Adjuvant Gefitinib Extended Disease-Free Survival in Patients With Stage II/IIIA Non-Small Cell Lung Cancer With EGFR-Activating Mutations

By Julien Mazieres, MD, PhD

The standard of care for patients postresection for lung cancer is adjuvant chemotherapy, usually a platinum-based regimen.1 The deciphering of lung oncogenesis has led to the routine use of targeted therapy in metastatic lung cancer but, to date, the use of these agents in the adjuvant setting is controversial and not recommended. A recent phase III trial specifically addressed this issue. The phase III ADJUVANT trial was the first randomized trial to compare gefitinib (250 mg per day for 24 months) with standard vinorelbine plus cisplatin (4 cycles) in 222 patients with completely resected stage II-IIIA (N1-N2) nonsmall cell lung cancer (NSCLC) with confirmed EGFR-activating mutations. The primary endpoint was disease-free survival (DFS) in the intent-to-treat population. Briefly, the authors have reported a significantly longer DFS in the gefitinib arm, but no significant improvement in overall survival.2

An optimistic view is that a subset of patients with resected stage NSCLC can benefit from EGFR inhibitors with fewer side effects than chemotherapy. A more realistic analysis suggests that 24 months of oral treatment can postpone recurrence, but does not improve survival.

Thus, this trial will not change the practice patterns as we aim in this setting to cure patients and not just delay disease recurrence. This trial underscores the limits of targeted therapies in NSCLC and suggests that EGFR TKIs are not able to definitively eradicate EGFR-mutated tumors. Thus, oncogenic addiction is probably more a dogma than a biological reality, and acquisition of resistance is invariably associated with targeted therapies.

In metastatic EGFR-mutated NSCLC, targeted therapy is used as first-line treatment as it provides a clear advantage compared to standard chemotherapy. However, virtually all patients will eventually develop resistance within a median of 12 months. Recent in vitro findings suggest that resistance can occur through two nonexclusive mechanisms: (i) by selection of pre-existing mutated clones, and (ii) through an adaptive mechanism during the early stage of treatment. We will focus on this latter mechanism.

Across multiple cell lines, in response to a variety of strong drug challenges, small subpopulations of cells have been reported to survive by initially entering a drug-tolerant, so-called persister state (drug-tolerant persisters) in which there is little to no population growth.3 Crucially, after long-term treatment without appreciable cell growth, a fraction of persisters gain the ability to expand despite the presence of the inhibitor, and acquire genetic resistance to form drug-tolerant expanded persisters (DTEP). It has been hypothesized that survival and expansion through a drugtolerant state could be part of an initial strategy that mediates the acquisition of bona fide, genetically driven, resistance mechanisms.4 However, the diversity of resistance mechanisms compatible with evolution through a persister bottleneck is unclear.

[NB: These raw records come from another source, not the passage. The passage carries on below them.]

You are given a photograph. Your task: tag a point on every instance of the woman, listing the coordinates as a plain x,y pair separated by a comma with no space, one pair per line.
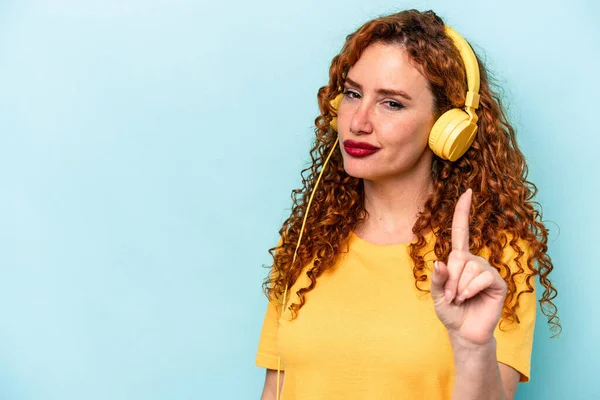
411,275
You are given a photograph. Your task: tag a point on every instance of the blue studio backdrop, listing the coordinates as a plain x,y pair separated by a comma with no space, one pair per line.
148,150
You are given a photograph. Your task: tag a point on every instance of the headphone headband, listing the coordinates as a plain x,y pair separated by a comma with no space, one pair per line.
471,66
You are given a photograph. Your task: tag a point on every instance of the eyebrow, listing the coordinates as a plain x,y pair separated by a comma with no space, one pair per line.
385,92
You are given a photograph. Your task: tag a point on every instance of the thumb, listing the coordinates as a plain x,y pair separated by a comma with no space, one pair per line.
438,281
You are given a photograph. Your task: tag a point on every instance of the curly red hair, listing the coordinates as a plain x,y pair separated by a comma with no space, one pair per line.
503,211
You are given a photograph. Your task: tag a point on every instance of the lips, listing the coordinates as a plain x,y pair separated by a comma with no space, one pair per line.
359,149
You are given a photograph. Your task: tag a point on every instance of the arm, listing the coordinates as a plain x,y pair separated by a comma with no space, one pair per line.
478,375
468,296
270,388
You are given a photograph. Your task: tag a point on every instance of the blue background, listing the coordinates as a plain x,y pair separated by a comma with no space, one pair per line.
148,150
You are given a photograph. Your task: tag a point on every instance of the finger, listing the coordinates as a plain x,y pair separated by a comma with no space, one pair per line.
481,282
471,270
440,276
456,264
460,222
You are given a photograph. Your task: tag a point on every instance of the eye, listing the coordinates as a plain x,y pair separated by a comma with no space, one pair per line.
351,94
394,105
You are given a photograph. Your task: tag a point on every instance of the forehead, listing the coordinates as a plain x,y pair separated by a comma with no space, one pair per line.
388,66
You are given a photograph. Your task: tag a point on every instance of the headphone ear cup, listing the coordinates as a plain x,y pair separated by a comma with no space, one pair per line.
452,134
335,105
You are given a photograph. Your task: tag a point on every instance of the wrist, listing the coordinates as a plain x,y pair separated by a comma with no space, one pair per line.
468,351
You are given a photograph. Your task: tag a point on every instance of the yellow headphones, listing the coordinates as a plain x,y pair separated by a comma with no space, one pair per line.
453,132
450,138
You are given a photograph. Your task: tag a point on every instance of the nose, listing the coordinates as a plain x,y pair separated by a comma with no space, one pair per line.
361,119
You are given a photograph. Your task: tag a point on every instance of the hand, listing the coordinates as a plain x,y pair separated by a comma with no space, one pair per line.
468,293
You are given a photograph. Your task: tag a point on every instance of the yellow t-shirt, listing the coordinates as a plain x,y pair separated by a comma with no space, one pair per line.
366,332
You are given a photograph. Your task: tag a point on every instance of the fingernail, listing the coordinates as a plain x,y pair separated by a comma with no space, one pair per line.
448,296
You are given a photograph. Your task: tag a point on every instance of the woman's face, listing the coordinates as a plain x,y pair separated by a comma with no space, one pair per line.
388,107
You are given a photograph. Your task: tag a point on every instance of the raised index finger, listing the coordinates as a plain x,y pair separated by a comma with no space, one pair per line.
460,222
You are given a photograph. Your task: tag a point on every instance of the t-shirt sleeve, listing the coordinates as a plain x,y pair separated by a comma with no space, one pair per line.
267,355
515,340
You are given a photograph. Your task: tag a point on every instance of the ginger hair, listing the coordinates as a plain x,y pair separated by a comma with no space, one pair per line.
503,211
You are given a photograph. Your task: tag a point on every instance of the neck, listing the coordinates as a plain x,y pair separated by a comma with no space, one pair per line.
393,204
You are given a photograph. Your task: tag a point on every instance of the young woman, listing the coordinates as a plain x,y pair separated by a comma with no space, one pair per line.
411,273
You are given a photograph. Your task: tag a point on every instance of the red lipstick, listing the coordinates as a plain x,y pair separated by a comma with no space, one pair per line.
359,149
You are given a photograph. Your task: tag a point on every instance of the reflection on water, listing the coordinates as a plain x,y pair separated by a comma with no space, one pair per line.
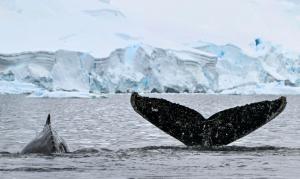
109,140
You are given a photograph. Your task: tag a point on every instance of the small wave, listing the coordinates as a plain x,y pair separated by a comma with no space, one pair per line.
32,169
90,151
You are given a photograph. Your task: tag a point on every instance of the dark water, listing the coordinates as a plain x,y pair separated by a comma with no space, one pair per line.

The results of this phase III trial suggest that gefitinib is able to reduce micro-metastasis for a certain period of time, but is not able to eradicate these micro-metastases probably due to the induction of adaptive resistance in most of the patients. My perspective is that we need to overcome this resistance through novel therapeutic strategies. Immunotherapy, which is currently being tested in many perioperative trials, will probably help to improve the outcome of these patients. ✦

References

1. Arriagada R, Bergman B, Dunant A, et al. Cisplatin-based adjuvant chemotherapy in patients with completely resected non-small cell lung cancer. N Engl J Med. 2004;350:351-360.
2. Wu Y-L, Zhong W, Wang Q, et al. Gefitinib (G) versus vinorelbine+cisplatin (VP) as adjuvant treatment in stage II-IIIA (N1-N2) non-smallcell lung cancer (NSCLC) with EGFR-activating mutation (ADJUVANT): a randomized, phase III trial (CTONG 1104). J Clin Oncol. 2017 (suppl; abstr 8500). http://abstracts.asco.org/199/ AbstView_199_188666.html. Accessed June 26, 2017.
3. Ramirez M, Rajaram S, Steininger RJ, et al. Diverse drug-resistance mechanisms can emerge from drug-tolerant cancer persister cells. Nat Commun. 2016; 19;7:10690. doi: 10.1038/ncomms10690.
4. Sharma SV, Lee DY, Li B, et al. A chromatinmediated reversible drug-tolerant state in cancer cell subpopulations. Cell. 2010;141:69-80.